L'art social pourrait être un facteur dans le développement économique des nations, travaux de produits corroborant l'esprit des lieux avec des œuvres par des agents de la créativité impliquée dans le développement de la ville, investir dans la reconnaissance sur les sites, espaces et des quartiers qui composent la ville comme un facteur primordial dans l'évolution des communautés qui y vivent.
Le public / urbain / art social devrait faire partie d'un projet stratégique de culte inclus dans la planification urbaine qui se concentre sur l'homme par rapport à l'espace.
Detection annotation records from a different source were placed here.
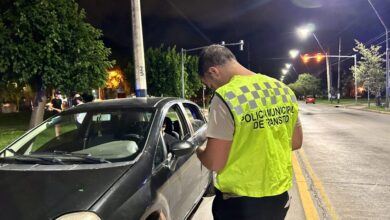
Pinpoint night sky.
[78,0,390,82]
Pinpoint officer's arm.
[196,138,232,171]
[292,125,303,150]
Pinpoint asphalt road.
[300,104,390,219]
[192,103,390,220]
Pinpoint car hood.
[0,163,131,219]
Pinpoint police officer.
[197,45,302,220]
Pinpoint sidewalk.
[191,177,306,220]
[330,104,390,115]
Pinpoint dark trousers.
[212,189,289,220]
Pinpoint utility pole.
[337,37,341,103]
[325,53,331,101]
[130,0,148,97]
[368,0,390,109]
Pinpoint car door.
[164,104,202,219]
[183,103,210,193]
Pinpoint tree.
[125,45,202,98]
[350,40,386,105]
[288,73,321,96]
[0,0,113,126]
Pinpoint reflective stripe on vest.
[215,74,298,197]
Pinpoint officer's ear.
[208,66,221,79]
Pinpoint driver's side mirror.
[171,141,195,157]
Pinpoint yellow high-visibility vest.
[215,74,298,197]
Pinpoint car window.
[4,109,153,162]
[165,105,191,140]
[183,103,206,132]
[153,134,165,167]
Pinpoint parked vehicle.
[0,98,212,220]
[305,96,316,104]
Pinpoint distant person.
[49,91,63,137]
[50,91,63,114]
[72,94,86,126]
[197,45,302,220]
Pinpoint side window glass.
[183,103,206,132]
[164,105,191,141]
[154,135,165,167]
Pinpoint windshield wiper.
[48,150,111,163]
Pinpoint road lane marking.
[292,152,320,220]
[298,149,339,220]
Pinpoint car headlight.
[56,212,101,220]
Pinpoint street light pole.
[131,0,148,97]
[353,54,357,105]
[312,32,332,100]
[307,54,357,104]
[181,40,244,98]
[368,0,390,108]
[181,48,184,98]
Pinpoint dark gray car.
[0,98,212,220]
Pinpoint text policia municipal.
[241,106,295,129]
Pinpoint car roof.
[66,97,188,113]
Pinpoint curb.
[334,105,390,115]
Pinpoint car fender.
[141,193,171,220]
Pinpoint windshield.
[1,109,153,164]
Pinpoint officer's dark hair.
[198,44,236,77]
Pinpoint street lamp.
[368,0,390,108]
[181,40,244,98]
[288,49,299,59]
[296,24,331,100]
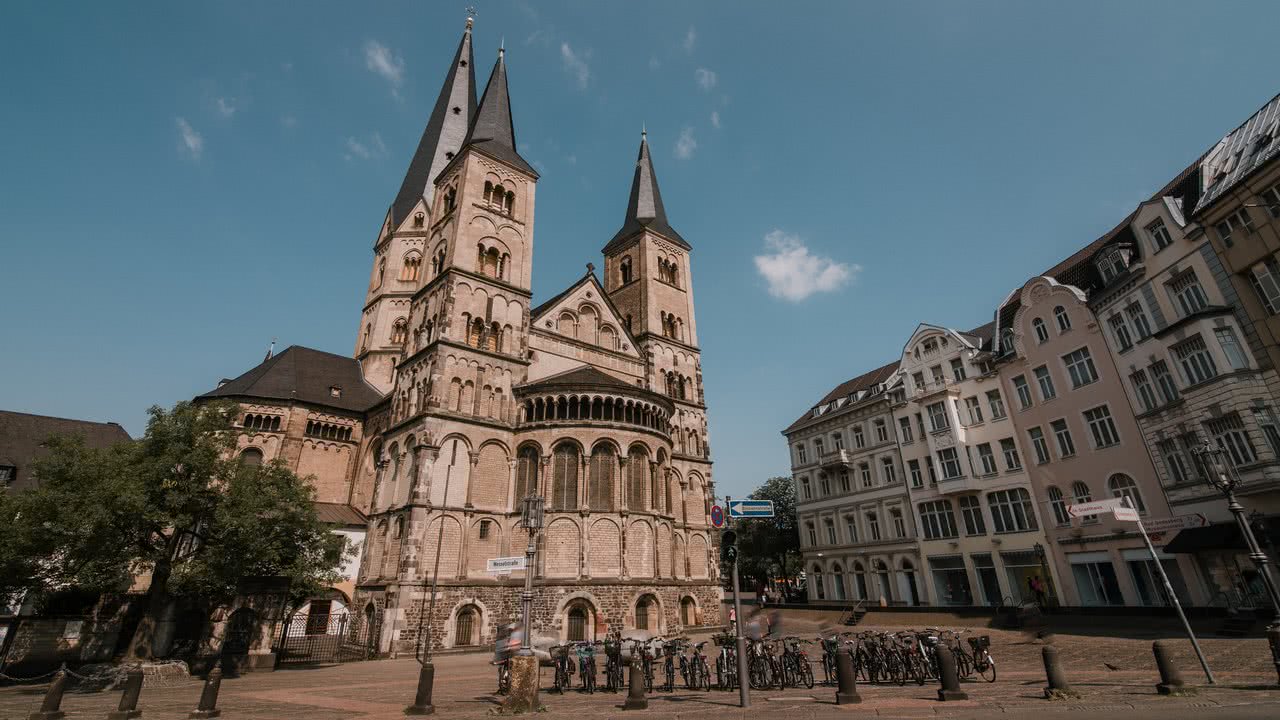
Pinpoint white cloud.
[694,68,717,90]
[561,42,591,90]
[365,40,404,97]
[177,118,205,160]
[755,229,861,302]
[676,128,698,160]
Plus une ville investit dans l'art public, distinctif le plus apparent et sa ressource compétitif, soulignant son identité culturelle et renforçant ainsi l'économie culturelle .
Compte tenu de ces éléments serait approprié de repenser l'art public comme un projet de réaménagement des espaces de la ville, la société dans laquelle l'art et de l'architecture parler à l'autre, à partir de communautés taxonomiques et les groupes ethniques qui peuplent, de découvrir la genèse de la spécification qui sera né sur ce lieu.
L'artiste devrait interroger les endroits que vous viviez dans, pas decontestualizzarli, puisque vous avez d'interagir avec eux , créer un rapport dans son approche de redessiner émotionnelle et esthétique. L'art public qui se impose dans les lieux de la vie quotidienne, carrés, dans les jardins ou dans les quartiers plus ou moins dégradées sans une réflexion critique minimale sur la valeur et le sens de l'intervention dans les espaces publics, est obsolète, et stérile et ne produit pas de relations d'échange. L'art social peut devenir socialement durable et de produire la communication du lieu., l'espace comme un laboratoire des flux actifs. Avant d'agir dans l'espace public serait approprié de demander: Ce qui rend un espace public propre au site?
Et «la 1967 le programme «Art dans les lieux publics", créé dans le but de faire ressortir des sculptures d'exposition traditionnels, mais le projet ainsi conçu a fait son temps, parce qu'une partie de sculptures modernes situés dans des parcs ou places qui ne interagissent pas activement laisser indifférents les citoyens. Il ne est donc pas suffisant pour placer un volume plus ou moins grande dans un espace public, mais vous devez vous demander quel rôle, si l'œuvre d'art dans ce lieu. L'autre question est: Qu'entendons-nous par espace public?
Il serait peut-être de mettre le problème à des gens qui vivent, artistes, enfants, mères, les personnes âgées et les jeunes de tous âges qui fréquentent comme une zone de relation, rassemblement social pour transformer l'art public dans une esthétique sociale.